PARIS (Reuters) - France will ease payroll taxes by 20 billion euros over three years, funding that with spending cuts and sales tax rises, in a tougher-than-expected response to business leaders’ demands to reverse decades of industrial decline.
The Socialist government, under pressure to bring down high labor costs but wary of shifting too much of the tax burden onto households, will offer companies tax credits from next year and raise consumer taxes from 2014.
Prime Minister Jean-Marc Ayrault, unveiling the measures at a news conference, said the government aims to raise 10 billion euros through small rises to consumer taxes and save a further 10 billion through public spending cuts over the next few years.

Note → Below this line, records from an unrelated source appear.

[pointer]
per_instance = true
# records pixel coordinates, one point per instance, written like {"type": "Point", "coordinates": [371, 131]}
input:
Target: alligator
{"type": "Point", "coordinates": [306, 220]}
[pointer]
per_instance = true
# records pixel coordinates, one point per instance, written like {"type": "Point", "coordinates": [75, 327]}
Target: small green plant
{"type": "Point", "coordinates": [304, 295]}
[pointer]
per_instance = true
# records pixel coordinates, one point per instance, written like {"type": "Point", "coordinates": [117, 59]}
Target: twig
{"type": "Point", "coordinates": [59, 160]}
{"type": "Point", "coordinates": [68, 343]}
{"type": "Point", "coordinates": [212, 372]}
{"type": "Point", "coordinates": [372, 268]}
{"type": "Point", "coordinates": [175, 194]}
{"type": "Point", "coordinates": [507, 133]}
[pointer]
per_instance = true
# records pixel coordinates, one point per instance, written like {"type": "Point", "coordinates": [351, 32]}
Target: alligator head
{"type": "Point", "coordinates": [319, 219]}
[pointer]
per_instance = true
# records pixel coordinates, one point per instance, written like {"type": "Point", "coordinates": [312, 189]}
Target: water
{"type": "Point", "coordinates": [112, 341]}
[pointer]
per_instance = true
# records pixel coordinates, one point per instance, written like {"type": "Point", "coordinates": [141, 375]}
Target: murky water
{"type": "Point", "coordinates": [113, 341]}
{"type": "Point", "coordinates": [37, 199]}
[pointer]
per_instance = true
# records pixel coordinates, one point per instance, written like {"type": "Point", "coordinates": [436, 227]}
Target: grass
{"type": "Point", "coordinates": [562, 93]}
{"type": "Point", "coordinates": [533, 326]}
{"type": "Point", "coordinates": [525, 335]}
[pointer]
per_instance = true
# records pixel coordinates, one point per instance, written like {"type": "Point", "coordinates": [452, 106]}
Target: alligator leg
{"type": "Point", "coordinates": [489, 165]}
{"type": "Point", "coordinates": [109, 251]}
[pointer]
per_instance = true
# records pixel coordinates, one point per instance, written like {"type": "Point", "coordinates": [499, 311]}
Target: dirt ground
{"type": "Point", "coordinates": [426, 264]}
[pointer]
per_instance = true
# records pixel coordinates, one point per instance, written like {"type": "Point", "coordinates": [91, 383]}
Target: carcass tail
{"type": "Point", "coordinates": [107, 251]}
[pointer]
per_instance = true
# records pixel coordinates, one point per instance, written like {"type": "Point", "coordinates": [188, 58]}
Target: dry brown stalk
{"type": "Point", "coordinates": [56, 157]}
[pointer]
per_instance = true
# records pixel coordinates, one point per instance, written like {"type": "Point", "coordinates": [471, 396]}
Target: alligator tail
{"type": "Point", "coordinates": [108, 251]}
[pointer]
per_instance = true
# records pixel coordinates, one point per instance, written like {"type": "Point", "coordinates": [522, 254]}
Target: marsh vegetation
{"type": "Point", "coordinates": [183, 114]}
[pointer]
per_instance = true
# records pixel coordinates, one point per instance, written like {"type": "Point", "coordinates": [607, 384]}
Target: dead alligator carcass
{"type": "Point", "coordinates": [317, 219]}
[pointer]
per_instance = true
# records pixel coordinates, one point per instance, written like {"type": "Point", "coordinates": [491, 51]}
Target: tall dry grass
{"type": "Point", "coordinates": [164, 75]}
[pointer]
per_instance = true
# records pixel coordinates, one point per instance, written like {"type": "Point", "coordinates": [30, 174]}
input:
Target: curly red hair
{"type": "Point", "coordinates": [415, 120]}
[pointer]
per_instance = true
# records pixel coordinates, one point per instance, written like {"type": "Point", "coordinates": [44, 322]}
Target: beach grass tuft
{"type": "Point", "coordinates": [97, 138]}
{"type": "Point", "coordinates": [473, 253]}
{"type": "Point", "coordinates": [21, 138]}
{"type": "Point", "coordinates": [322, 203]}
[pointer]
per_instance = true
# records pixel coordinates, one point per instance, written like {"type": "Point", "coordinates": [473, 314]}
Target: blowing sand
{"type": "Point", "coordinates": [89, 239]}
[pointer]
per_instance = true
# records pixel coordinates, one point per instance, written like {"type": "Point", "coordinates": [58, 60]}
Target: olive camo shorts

The measures went much further than had been expected in answering a call by industrialist Louis Gallois for a 30 billion euro ($38.35 billion) cut to payroll taxes in a government-commissioned review submitted on Monday.
“France is not condemned to the spiral of decline. But we need a jolt at a national level to regain control of our destiny,” Ayrault said.
“This is about giving our companies room to maneuver.”
Whereas the proposal by Gallois, former head of aerospace giant EADS EAD.PA, on cutting payroll taxes would only have benefitted profitable firms, the offer of tax credits will also apply to companies who make too little to pay tax.
The tax credits should equate to a temporary 6 percent cut in companies’ labor costs. BNP Paribas economist Dominique Barbet said the main advantage of offering tax credits rather than directly cutting social charges was that it would limit the volatility of fiscal income for the state.
The general value-added tax rate will rise from January 1, 2014 to 20 percent from 19.6 percent and the special VAT rate on restaurants will rise to 10 percent from 7 percent. For the longer term, the package proposes a new green tax from 2016.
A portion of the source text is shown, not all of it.